That seems more like something Mastodon would play since they all have silverburst stuff.


----------



## Sicarius (Feb 18, 2011)

Saw this earlier on Musician's Friend.

the guitar world needs more regular silverburst guitars.


----------



## Grand Moff Tim (Feb 18, 2011)

Isn't Skwisgaar's explorer black?

Wasn't the show sponsored by EMG?


----------



## ThorSilhouette (Feb 18, 2011)

nice


----------



## Bloody_Inferno (Feb 18, 2011)

Silverburst Explorer... pretty sweet. 

No "Gibson" labelled innovation... that's a positive here too. A tried and true formula.


----------



## loktide (Feb 18, 2011)

nice


----------



## yingmin (Feb 18, 2011)

So. Fucking. Sick. Of silverburst.


----------



## TheSixthWheel (Feb 18, 2011)

HOLY CRAP. Looks fairly awesome, but MSRP of $2,799!?!

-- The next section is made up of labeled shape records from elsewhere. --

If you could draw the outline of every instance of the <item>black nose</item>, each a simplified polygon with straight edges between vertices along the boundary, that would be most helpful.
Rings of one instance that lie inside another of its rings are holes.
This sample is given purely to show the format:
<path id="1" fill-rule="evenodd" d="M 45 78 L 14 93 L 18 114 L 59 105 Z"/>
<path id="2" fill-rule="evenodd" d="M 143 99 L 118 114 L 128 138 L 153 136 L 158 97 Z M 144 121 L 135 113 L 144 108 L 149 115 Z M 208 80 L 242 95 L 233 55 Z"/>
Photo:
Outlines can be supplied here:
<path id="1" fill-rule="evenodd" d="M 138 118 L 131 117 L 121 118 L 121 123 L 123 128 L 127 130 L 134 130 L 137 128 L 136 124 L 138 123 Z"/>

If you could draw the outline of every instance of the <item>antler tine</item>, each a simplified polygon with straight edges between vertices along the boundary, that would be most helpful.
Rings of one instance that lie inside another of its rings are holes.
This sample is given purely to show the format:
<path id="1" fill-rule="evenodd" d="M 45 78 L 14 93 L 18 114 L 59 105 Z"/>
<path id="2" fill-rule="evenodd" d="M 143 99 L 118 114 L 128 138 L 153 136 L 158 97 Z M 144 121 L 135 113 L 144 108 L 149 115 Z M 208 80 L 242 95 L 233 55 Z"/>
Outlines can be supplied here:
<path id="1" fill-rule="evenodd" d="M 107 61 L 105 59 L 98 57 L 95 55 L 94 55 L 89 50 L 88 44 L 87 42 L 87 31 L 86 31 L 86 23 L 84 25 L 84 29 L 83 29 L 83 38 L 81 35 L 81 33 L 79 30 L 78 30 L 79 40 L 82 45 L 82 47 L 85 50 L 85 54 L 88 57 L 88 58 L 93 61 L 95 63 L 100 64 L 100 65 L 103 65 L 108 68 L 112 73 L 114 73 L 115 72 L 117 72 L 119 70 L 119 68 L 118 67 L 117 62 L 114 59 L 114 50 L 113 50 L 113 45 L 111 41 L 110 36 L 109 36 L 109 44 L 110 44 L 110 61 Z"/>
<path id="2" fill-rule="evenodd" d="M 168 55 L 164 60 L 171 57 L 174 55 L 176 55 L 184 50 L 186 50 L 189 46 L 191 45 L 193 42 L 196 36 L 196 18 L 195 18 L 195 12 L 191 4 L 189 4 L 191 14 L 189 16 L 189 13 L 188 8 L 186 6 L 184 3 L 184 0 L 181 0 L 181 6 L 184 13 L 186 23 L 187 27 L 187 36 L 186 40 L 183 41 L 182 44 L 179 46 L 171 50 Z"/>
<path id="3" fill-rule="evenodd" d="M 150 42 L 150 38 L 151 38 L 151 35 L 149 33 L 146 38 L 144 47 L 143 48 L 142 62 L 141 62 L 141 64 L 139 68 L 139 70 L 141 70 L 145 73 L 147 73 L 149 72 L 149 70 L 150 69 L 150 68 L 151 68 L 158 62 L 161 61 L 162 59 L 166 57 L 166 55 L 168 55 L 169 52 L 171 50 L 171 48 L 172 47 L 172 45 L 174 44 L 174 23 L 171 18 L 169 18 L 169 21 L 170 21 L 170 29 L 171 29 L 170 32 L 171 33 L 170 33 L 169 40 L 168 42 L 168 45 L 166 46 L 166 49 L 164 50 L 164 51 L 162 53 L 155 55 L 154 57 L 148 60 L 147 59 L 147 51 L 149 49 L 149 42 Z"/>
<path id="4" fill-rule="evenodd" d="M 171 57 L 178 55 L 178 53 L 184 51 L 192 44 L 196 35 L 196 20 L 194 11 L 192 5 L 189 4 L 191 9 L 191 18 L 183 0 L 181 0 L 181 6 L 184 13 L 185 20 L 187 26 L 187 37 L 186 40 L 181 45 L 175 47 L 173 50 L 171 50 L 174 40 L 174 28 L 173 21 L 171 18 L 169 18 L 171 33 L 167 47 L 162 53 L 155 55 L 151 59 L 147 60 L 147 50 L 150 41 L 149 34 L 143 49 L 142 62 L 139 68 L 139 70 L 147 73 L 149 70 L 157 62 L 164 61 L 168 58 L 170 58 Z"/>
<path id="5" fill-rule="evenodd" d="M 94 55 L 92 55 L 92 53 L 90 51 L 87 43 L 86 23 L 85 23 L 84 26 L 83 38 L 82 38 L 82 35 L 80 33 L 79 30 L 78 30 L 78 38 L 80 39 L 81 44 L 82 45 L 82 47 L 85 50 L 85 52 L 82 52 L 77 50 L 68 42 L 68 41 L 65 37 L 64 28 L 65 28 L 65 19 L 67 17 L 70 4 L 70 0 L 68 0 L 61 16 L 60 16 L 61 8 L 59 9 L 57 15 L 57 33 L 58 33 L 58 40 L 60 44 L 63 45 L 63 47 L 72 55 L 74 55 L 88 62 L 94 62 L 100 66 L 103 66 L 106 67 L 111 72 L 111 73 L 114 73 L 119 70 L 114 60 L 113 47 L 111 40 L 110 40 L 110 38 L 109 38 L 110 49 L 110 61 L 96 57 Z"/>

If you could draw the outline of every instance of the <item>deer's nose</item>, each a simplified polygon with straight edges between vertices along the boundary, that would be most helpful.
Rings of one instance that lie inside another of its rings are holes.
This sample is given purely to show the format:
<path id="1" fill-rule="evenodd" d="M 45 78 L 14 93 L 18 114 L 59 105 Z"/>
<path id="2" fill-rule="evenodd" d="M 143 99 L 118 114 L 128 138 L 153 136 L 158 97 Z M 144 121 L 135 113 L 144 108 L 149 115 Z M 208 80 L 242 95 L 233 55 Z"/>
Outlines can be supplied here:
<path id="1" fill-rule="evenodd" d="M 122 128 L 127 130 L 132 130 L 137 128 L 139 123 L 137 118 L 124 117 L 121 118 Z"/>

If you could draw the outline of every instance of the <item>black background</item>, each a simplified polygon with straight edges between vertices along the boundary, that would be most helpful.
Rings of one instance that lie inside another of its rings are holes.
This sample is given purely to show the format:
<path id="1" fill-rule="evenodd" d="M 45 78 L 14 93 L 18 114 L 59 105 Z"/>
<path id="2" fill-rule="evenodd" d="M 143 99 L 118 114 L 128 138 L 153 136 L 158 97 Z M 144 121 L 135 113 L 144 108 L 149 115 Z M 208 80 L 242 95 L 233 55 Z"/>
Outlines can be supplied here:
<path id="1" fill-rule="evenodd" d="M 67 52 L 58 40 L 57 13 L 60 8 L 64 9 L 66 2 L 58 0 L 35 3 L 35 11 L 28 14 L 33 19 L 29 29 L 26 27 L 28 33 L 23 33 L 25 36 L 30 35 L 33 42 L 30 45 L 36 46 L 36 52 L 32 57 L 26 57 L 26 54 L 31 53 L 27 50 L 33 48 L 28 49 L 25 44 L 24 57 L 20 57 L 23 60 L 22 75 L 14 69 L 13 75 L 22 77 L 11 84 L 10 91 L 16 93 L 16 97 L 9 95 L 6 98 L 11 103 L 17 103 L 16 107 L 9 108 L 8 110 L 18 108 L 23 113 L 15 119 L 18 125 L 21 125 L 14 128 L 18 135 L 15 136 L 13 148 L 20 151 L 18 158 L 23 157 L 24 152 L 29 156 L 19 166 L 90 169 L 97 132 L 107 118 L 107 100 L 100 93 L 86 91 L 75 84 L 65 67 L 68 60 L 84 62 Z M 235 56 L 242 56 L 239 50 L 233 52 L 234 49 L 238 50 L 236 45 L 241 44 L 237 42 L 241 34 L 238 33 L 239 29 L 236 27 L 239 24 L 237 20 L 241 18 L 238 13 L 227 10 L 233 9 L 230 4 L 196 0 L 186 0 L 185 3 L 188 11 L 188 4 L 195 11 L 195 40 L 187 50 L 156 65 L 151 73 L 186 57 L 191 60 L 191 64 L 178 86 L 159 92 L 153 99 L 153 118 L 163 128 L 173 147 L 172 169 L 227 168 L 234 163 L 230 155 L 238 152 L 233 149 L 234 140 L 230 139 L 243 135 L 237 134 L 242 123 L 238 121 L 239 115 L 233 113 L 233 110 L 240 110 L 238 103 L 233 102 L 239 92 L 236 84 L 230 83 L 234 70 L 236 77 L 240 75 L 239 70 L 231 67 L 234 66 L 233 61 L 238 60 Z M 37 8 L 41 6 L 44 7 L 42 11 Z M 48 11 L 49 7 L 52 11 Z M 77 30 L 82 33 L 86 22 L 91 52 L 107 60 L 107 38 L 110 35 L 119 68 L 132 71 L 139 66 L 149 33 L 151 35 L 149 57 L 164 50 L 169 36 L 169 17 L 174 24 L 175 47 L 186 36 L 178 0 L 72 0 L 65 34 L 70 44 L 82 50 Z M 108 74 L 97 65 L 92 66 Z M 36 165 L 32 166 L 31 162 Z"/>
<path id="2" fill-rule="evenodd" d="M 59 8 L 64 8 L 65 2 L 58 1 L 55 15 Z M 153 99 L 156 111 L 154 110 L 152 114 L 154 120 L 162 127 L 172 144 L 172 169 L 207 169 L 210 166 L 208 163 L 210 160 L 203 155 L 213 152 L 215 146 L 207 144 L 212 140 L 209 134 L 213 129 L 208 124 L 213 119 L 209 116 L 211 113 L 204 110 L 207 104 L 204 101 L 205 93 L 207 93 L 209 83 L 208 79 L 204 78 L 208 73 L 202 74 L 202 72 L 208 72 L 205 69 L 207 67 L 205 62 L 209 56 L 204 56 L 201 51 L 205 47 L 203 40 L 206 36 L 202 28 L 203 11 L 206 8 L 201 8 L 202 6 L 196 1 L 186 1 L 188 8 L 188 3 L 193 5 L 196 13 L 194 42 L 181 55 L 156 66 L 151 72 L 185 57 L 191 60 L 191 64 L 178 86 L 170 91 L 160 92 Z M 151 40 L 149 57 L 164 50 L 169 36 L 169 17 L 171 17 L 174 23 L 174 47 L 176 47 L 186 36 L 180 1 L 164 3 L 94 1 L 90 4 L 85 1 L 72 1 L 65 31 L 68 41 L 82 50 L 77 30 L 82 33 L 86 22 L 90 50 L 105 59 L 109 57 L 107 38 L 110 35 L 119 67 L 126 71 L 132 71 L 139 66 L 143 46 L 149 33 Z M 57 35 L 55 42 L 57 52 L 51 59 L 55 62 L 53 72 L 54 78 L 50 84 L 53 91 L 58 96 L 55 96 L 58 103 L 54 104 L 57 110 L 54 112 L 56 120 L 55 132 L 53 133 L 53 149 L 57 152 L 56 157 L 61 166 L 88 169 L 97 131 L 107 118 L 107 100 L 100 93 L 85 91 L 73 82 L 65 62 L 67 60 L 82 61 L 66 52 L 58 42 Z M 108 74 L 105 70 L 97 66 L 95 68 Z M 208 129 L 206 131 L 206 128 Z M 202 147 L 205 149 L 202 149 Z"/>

Oh, it's Gibson. Of course.


----------



## noizfx (Feb 18, 2011)

I've always liked the silverburst


----------



## caskettheclown (Feb 18, 2011)

If they released an Epiphone version I would buy it in an instant!

I have GAS so hard right now....:\


----------



## Seventary (Feb 18, 2011)

Silverburst=cum in yer' pants.


----------



## WickedSymphony (Feb 18, 2011)

TheSixthWheel said:


> HOLY CRAP. Looks fairly awesome, but MSRP of $2,799!?!
> 
> Oh, it's Gibson. Of course.



It actually only costs a bit more street than regular explorers, so it's not such a bad deal in comparison to those.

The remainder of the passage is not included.